/pincers

Web automation DSL on top of webdriver (and nokogiri)

Primary LanguageRubyMIT LicenseMIT

Pincers Build Status

Pincers is a jQuery inspired Ruby DSL on top of webdriver or plain net/http. In other words: an easy to use set of functions that allow you to scrape or automate navigation on a Javascript intensive webpage.

pincers diagram

Example

require 'pincers'

Pincers.for_webdriver :chrome do |pincers|
  pincers.goto "https://github.com"
  pincers.search("input[name=q]").set("pincers")
  pincers.search("form[action='/search']").submit

  pincers_repo = pincers.search(".repo-list-item").first
  name = pincers_repo.search("h3 a").text
  stars = pincers_repo.search("a[href$=stargazers]").text

  puts "The repo #{name} has #{stars} stars"
end
Great! But I already know ( selenium | watir | mechanize | nokogiri ) ... why do I need this?

The jQuery interface solves DOM element traversal in a very practical way that most programmers feel comfortable with. When using any of the options listed above, we found ourselves missing jQuery's ease of use.
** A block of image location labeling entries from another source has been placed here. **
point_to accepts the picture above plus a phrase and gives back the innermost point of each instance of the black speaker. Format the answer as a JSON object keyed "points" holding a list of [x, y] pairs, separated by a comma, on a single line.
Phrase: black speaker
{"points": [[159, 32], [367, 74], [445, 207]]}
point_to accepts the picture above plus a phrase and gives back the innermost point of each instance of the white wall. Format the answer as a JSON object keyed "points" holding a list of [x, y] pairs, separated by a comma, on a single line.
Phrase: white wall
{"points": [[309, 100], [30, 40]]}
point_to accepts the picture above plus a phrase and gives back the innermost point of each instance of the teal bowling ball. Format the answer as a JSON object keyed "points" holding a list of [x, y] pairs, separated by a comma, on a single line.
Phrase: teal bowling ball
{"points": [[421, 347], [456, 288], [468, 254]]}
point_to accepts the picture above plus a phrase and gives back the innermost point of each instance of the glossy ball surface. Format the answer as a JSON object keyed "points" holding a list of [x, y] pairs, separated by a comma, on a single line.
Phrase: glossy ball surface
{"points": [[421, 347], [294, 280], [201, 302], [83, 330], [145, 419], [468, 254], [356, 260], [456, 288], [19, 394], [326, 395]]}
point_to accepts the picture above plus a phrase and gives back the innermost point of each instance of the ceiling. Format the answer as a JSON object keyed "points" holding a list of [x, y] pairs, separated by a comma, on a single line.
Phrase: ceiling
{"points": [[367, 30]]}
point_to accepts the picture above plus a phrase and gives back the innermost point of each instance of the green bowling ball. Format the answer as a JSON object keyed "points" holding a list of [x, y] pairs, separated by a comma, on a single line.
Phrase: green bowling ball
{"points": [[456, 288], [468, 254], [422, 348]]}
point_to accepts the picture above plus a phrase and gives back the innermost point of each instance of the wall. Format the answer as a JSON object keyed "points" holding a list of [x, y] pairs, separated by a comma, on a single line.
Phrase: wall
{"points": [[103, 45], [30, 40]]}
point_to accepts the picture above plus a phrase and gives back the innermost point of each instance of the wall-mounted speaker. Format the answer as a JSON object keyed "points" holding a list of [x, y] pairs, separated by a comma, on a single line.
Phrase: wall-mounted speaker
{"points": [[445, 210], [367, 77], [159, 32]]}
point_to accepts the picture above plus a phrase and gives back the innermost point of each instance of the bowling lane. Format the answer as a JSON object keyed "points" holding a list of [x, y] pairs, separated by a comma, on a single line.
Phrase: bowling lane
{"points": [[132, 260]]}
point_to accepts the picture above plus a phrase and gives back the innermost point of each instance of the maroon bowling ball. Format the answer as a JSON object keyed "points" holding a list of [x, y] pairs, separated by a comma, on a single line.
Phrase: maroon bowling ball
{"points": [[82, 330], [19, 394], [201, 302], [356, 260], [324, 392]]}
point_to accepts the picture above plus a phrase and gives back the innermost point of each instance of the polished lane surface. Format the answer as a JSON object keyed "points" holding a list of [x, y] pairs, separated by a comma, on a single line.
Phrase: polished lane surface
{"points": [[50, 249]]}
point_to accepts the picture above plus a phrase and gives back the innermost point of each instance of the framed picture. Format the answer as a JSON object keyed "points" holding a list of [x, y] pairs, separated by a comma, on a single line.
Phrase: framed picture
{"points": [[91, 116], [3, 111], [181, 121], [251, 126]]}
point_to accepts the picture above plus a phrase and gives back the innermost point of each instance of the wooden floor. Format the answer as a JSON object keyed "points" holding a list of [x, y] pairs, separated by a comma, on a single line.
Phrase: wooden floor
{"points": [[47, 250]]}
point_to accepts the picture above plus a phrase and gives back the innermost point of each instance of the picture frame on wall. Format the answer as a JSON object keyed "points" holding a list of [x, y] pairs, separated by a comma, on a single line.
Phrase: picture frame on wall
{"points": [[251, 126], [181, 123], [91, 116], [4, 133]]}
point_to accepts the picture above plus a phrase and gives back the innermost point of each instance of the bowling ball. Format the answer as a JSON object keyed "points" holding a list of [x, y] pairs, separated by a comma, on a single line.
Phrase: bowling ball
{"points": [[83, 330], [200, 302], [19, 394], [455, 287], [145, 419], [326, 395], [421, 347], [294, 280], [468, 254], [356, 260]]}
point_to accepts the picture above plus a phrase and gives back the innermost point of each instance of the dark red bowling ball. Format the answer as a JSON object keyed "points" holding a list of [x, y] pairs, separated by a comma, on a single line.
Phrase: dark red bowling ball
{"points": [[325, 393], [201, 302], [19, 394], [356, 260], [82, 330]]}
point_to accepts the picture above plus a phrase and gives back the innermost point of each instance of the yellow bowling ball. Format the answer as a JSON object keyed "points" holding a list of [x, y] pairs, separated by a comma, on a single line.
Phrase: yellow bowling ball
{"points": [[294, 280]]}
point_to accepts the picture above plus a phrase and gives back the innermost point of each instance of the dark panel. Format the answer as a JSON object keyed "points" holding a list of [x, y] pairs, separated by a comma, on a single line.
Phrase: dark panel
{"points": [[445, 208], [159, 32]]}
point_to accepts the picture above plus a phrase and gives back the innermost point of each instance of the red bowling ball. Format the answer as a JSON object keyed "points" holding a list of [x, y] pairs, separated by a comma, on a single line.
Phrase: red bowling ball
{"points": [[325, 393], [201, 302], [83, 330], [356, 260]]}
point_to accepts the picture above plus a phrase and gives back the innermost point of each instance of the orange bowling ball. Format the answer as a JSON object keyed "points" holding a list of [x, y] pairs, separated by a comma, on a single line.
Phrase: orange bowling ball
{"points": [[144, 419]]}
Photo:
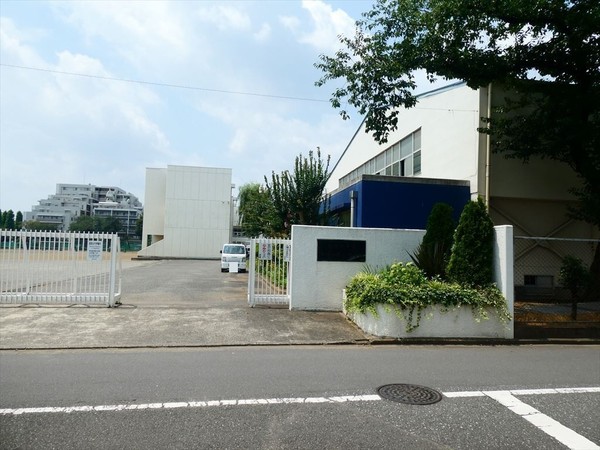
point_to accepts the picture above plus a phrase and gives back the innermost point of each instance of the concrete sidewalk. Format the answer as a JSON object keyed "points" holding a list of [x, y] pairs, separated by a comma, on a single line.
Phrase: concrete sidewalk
{"points": [[80, 327]]}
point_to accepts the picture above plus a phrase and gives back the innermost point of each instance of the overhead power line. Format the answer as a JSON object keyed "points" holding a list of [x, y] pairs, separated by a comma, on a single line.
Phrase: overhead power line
{"points": [[177, 86], [196, 88]]}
Also, by harnessing the power of nokogiri, pincers lets you extract complex data like tables or lists in a fraction of the time required by using pure webdriver. Take a look at Read-only Results.

Features:

  • Full support for jQuery selectors.
  • Simple interface, also like jQuery, you will only interact with one pincers-object type.
  • Sensible waiting conventions, built for dynamic webpages.
  • Support for both webdriver and net/http + nokogiri backends using the same DSL.
  • Ability to switch to nokogiri for parsing (keeping the same DSL) for heavy duty data extraction. Take a look at Read-only Results.
  • Ability to preform random http requests impersonating the current browser (cookies and headers).

Install

To install just run:

gem install pincers

Or add to your Gemfile and run bundle install:

gem 'pincers'

Basic usage

Create a new pincers root context using your favorite browser:

Pincers.for_webdriver :chrome do |pincers|
  # do something, driver object will be discarded at the end of the block.
end

You can also pass a webdriver object, or another symbol like :firefox or :phantomjs.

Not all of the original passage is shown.